Covid-19’s economic fallout has pushed many local news outlets to the brink. But the sector’s stresses predate coronavirus, and publishers have long tiptoed a fine line in keeping businesses afloat without compromising their independence and integrity.
Corporate investment, grants and paid-for content are not uncommon. We all make trade-offs in an imperfect world. But we believe that in accepting funding from Big Tobacco, our colleagues at Bristol 24/7 crossed a line.
Take a broader look at Philip Morris International’s – and the tobacco industry’s – lobbying tactics. The firm wants you to believe it has changed, and is now an ally, not an adversary, in the battle for public health.
Tell your friends…
But its lobbying efforts have been hamstrung by tobacco-advertising restrictions, so it resorts to financing ‘independent’ reports serving its business interests – such as one cited by Bristol 24/7 – making charitable donations and quietly funding industry bodies. Its public commitment to a ‘smoke-free future’ may sound sensible, but this future is noticeably not tobacco-free, and its claims should come with a big health warning.

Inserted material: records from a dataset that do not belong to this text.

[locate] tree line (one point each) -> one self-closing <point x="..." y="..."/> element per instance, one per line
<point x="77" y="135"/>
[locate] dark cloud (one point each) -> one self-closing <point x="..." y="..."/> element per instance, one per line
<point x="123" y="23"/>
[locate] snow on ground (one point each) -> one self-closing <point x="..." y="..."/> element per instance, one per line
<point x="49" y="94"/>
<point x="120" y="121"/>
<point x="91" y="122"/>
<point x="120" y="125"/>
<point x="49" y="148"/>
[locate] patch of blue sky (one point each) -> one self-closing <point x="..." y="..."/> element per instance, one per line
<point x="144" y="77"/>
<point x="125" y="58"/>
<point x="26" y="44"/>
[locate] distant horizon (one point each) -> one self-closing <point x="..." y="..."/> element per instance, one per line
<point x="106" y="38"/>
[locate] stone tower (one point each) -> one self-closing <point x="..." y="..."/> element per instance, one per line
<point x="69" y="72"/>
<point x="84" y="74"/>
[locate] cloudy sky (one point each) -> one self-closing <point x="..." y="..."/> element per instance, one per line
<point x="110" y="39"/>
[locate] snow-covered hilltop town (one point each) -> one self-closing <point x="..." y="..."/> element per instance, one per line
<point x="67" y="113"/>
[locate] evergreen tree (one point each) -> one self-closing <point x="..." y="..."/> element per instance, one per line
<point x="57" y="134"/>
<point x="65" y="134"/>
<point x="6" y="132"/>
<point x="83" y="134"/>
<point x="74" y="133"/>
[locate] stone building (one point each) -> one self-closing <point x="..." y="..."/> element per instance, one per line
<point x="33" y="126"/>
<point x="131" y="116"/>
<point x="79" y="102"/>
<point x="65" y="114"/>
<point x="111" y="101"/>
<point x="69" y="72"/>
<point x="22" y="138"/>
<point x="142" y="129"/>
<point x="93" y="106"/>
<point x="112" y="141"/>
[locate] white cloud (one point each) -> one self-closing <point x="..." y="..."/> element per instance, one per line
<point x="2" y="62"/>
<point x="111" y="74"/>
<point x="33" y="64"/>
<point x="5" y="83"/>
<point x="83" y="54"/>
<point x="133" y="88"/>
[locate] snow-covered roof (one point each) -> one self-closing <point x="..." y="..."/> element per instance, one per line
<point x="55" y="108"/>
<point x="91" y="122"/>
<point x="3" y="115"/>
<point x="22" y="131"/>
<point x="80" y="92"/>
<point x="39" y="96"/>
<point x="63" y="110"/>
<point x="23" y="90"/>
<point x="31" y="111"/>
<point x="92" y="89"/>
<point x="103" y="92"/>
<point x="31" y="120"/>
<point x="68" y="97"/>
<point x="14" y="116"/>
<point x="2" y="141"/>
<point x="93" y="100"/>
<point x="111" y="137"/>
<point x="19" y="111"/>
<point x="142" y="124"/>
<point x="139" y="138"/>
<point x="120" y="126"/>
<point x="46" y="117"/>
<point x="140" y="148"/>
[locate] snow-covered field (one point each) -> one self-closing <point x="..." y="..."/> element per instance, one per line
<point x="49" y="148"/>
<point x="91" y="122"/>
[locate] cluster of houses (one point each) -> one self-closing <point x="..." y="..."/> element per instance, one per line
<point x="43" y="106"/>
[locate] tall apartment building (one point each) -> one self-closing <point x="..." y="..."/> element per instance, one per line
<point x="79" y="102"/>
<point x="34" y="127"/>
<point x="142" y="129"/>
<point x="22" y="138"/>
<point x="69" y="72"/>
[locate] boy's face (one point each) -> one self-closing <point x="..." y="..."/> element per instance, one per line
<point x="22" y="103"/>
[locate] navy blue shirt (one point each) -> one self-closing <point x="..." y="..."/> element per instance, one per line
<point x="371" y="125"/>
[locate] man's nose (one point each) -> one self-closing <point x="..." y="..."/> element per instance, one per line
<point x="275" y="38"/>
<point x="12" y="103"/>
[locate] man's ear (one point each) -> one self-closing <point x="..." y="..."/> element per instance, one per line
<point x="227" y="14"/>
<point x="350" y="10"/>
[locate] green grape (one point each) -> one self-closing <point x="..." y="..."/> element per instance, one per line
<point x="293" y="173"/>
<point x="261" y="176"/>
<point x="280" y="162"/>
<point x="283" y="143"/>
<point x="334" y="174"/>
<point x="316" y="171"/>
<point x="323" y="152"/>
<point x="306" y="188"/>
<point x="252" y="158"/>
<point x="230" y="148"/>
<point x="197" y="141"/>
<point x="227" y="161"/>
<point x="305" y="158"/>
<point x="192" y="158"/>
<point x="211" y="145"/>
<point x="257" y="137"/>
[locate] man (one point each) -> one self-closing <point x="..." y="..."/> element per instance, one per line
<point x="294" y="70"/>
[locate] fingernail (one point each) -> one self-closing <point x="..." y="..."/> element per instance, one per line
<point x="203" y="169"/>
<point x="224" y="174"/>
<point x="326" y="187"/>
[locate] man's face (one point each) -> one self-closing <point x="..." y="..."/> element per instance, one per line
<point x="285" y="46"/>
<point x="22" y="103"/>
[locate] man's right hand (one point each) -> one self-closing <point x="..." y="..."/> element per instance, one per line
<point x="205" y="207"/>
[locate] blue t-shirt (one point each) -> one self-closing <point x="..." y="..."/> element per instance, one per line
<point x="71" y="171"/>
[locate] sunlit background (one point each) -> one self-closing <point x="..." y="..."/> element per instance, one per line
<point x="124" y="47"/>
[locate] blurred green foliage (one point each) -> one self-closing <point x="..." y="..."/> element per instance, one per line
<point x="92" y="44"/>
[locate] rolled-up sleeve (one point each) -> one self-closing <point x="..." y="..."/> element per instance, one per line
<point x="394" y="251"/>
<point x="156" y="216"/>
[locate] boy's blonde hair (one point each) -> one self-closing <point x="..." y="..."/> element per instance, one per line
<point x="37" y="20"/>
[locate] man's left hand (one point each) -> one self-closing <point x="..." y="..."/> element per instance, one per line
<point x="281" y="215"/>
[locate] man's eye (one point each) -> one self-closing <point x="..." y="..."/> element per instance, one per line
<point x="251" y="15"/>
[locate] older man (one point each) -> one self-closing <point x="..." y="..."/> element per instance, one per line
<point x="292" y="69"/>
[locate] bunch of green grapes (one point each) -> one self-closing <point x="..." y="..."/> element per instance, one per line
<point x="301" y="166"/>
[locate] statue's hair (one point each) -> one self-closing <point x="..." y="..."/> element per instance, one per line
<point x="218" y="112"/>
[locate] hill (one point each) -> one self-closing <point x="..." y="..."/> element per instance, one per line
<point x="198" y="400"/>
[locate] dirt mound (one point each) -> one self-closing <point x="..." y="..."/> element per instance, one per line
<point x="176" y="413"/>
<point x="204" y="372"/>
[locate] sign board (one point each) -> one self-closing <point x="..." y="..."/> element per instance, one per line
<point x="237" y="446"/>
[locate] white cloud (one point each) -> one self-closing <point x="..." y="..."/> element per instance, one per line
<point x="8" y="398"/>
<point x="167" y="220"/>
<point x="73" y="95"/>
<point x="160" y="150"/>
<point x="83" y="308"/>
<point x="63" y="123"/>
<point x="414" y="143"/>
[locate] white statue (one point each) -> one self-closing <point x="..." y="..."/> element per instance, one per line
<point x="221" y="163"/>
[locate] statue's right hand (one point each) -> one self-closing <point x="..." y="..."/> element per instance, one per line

Navigating the media sector is tricky. As we pursue sustainability through a unique model of being owned and financed by our members, we receive funding from two main sources: the Reva and David Logan Foundation and Luminate. The Cable’s finances, including a full disclosure of its supporters and their contributions, are listed on our website. Members have a say on potentially controversial decisions, for example whether we should accept Google funding, keeping us accountable. Our advertising is regulated by an ethical policy, and we never do paid-for content. But those principles come with a price tag, and we rely on the 2,200 and counting people who chip in to the Cable.
Bristol 24/7’s community reporter scheme is a much-needed initiative. But do the ends justify the means when trust, independence and powerful corporate interests are at play? At the Bristol Cable, we know the answer when it involves Big Tobacco.